By lecture’s end, when you see methods like BADGE, BAIT, or PRISM, you’ll immediately recognize:
You’ll move from memorizing formulas to understanding the deeper structure.
Model: Consider a linear model: \(y = \x^T \w + \epsilon\), where \(\epsilon \sim \mathcal{N}(0, \sigma_n^2)\) is Gaussian noise with known variance \(\sigma_n^2.\) The parameters are \(\w \in \mathbb{R}^D\).
Bayesian Inference: The current posterior, based on observed data \(\D\) (which we drop for simplicity):
\[ \pof{\w} = \mathcal{N}(\w | \mu, \Sigma) \]
Goal: Select unlabeled data point \(\x^{acq}\) maximizing: \[ \text{EIG}(\x^{acq}) = \Hof{\W} - \E{\pof{\yacq \given \x^{acq}}}{\Hof{\W \given \yacq, \x^{acq}}} \]
Entropy of a Gaussian Distribution: For a multivariate Gaussian \(\pof{\W} = \mathcal{N}(\boldsymbol{\mu}, \boldsymbol{\Sigma})\), the differential entropy is \(\Hof{\W} = \frac{1}{2} \log \det(2\pi e \boldsymbol{\Sigma})\).
Current Parameter Entropy: The entropy of our current posterior \(\pof{\W}\) is:
\[ \Hof{\W} = \frac{1}{2} \log \det(2\pi e \Sigma) \]
If we observe \(\yacq\) for \(\x^{acq}\), the new posterior \(\pof{\w \given \yacq, \x^{acq}}\) is also Gaussian \(\mathcal{N}(\w | \mu_{new}, \Sigma_{new})\) with:
\[ \Sigma_{new}^{-1} = \Sigma^{-1} + \frac{1}{\sigma_n^2} \x^{acq} (\x^{acq})^T \]
Important
This updated covariance \(\Sigma_{new}\) does not depend on the observed value \(\yacq\). Only the mean \(\mu_{new}\) depends on \(\yacq\).
The entropy of the parameters given \(\yacq\) and \(\x^{acq}\) is \[ \Hof{\W \given \Yacq, \x^{acq}} = \frac{1}{2} \log \det(2\pi e \Sigma_{new}) \]

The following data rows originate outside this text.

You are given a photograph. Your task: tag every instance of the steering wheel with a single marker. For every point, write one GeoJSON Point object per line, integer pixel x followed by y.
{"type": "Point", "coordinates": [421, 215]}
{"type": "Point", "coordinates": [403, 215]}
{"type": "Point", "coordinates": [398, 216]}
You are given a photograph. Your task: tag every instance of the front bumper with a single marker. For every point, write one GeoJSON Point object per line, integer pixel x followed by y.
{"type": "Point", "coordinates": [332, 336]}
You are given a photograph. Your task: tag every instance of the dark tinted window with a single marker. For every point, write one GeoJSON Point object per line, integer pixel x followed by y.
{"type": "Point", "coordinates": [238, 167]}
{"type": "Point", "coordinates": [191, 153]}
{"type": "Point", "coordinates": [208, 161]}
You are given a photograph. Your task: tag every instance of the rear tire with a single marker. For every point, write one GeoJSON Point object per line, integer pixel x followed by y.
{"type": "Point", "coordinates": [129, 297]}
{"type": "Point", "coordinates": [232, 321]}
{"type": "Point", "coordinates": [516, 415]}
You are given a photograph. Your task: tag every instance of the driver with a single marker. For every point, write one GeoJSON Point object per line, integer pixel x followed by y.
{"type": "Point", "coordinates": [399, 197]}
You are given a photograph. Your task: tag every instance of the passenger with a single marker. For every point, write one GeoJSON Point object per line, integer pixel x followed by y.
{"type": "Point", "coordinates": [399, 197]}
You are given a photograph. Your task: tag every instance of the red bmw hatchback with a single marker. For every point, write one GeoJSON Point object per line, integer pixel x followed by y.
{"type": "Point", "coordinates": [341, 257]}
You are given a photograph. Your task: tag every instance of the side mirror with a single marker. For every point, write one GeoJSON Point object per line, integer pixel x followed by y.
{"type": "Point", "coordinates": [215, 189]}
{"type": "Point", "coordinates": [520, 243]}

Since \(\Sigma_{new}\) (and thus this entropy term) does not depend on \(\yacq\), the expectation over \(p(\yacq | \x^{acq})\) is trivial:
\[ \E{\pof{\yacq \given \x^{acq}}}{\Hof{\W \given \yacq, \x^{acq}}} = \frac{1}{2} \log \det(2\pi e \Sigma_{new}) \]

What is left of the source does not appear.